Even in this inevitably incomplete portrait, Shcharansky emerges as not just admirable for his courage but also as a man of genuine warmth. Whether he is calling the KGB to let them know that one of his tails is drunk or pointing out with self-deprecating satisfaction that a friend is even shorter than he is, he demonstrates a capacity for humor that speaks well of his basic humanity. That humanity is based on a personal creed that is spelled out in the last letter of the collection, which breaks out of the constraining of most of his other correspondence. As a masterfully eloquent statement of values, commitment and faith, it ranks with Martin Luther King’s “Letter From a Birmingham Jail” and Polish dissident historian Adam Michnik’s recent letters from prison.

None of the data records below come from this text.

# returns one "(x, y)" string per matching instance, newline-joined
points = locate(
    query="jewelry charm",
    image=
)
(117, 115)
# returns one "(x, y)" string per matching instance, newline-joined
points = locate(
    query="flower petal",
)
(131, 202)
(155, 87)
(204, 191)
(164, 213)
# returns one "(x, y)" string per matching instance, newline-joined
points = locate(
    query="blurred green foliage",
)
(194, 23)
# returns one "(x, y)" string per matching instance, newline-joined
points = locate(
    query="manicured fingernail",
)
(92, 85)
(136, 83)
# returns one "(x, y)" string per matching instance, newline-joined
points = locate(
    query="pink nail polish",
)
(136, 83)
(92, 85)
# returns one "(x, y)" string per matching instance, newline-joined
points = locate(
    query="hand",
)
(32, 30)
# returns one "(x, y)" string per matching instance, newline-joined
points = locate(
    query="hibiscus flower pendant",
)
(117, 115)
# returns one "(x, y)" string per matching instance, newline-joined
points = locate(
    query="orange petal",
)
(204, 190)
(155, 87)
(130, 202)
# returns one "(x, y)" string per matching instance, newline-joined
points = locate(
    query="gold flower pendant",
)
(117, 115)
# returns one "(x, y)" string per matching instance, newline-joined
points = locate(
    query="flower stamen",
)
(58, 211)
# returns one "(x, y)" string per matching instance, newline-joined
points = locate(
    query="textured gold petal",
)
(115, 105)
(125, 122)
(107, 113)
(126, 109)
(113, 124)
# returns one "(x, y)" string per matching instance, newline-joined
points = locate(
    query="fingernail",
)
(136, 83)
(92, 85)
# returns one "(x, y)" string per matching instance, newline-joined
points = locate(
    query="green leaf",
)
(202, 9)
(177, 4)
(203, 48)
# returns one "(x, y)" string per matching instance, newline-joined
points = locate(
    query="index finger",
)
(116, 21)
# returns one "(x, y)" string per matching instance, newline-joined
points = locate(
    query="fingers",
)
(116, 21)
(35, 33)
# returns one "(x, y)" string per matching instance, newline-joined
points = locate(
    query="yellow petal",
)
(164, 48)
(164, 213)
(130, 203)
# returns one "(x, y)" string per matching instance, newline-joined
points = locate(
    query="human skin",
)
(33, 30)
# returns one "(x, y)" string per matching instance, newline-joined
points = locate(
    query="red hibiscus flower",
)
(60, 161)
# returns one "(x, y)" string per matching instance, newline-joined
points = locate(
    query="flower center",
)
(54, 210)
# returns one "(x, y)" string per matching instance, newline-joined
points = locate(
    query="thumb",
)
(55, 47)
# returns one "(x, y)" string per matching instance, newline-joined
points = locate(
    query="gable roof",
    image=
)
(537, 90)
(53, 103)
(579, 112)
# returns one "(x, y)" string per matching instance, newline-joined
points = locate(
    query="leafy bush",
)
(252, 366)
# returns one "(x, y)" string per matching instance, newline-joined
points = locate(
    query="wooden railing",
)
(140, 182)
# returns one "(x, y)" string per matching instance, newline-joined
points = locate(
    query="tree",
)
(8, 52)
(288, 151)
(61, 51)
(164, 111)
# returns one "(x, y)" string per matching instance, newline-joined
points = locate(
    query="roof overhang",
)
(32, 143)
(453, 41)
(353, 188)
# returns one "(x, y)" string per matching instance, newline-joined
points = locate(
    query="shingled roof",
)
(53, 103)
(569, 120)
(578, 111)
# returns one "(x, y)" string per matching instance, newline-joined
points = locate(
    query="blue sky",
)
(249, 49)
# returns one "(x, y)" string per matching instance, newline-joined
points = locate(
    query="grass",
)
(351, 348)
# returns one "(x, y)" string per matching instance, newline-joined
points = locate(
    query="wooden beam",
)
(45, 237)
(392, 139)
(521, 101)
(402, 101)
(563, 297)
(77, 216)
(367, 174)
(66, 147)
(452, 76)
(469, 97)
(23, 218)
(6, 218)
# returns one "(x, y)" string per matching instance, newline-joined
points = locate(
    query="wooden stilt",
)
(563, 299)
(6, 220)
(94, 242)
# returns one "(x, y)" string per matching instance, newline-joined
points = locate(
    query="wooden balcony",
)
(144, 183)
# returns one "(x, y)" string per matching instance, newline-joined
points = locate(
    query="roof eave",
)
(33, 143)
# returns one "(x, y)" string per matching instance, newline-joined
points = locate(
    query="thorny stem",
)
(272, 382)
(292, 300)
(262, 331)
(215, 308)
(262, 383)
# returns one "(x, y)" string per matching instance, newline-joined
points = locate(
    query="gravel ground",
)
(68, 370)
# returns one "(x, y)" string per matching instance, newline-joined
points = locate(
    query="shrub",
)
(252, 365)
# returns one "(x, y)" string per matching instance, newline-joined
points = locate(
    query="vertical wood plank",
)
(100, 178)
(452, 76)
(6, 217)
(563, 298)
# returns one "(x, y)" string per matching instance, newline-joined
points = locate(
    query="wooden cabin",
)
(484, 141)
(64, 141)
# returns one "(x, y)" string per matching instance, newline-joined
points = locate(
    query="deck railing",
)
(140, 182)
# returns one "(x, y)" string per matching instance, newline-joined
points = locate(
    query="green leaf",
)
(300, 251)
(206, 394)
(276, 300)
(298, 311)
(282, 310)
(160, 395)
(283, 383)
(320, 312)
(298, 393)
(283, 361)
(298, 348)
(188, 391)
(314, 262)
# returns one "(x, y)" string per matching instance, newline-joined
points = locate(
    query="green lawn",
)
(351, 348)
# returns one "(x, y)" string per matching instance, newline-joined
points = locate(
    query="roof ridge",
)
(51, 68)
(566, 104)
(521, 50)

There are sections of “Shcharansky” where Gilbert could have stepped back from the straight-forward recording of events and provided some more probing analysis. He points out that the Soviet authorities had no set criteria for refusing or granting Jews exit visas, but he fails to explain that there is a logic behind this seeming illogic. When no rational way exists to calculate the odds of emigrating, this is an additional powerful disincentive for would-be emigrants, who already know that the mere act of submitting an application to emigrate will reduce them to the status of nonpersons no longer entitled to their jobs or studies and makes them fair game for constant harassment.

My other complaint is that Gilbert largely ignores the fate of the non-Jewish human rights activists. Even in chronicling Shcharansky’s hunger strikes, he does not mention that one of these protests was sparked by the particularly brutal mistreatment of another prisoner, Anatoly Koryagin, a psychiatrist whose sin consisted of speaking up against the Soviet practice of commiting dissidents to mental hospitals. But overall, Gilbert is to be commended for his contribution to the continuing task for making the West aware of Soviet realities, and we can only be thankful that his subject will now be able to tell his full story.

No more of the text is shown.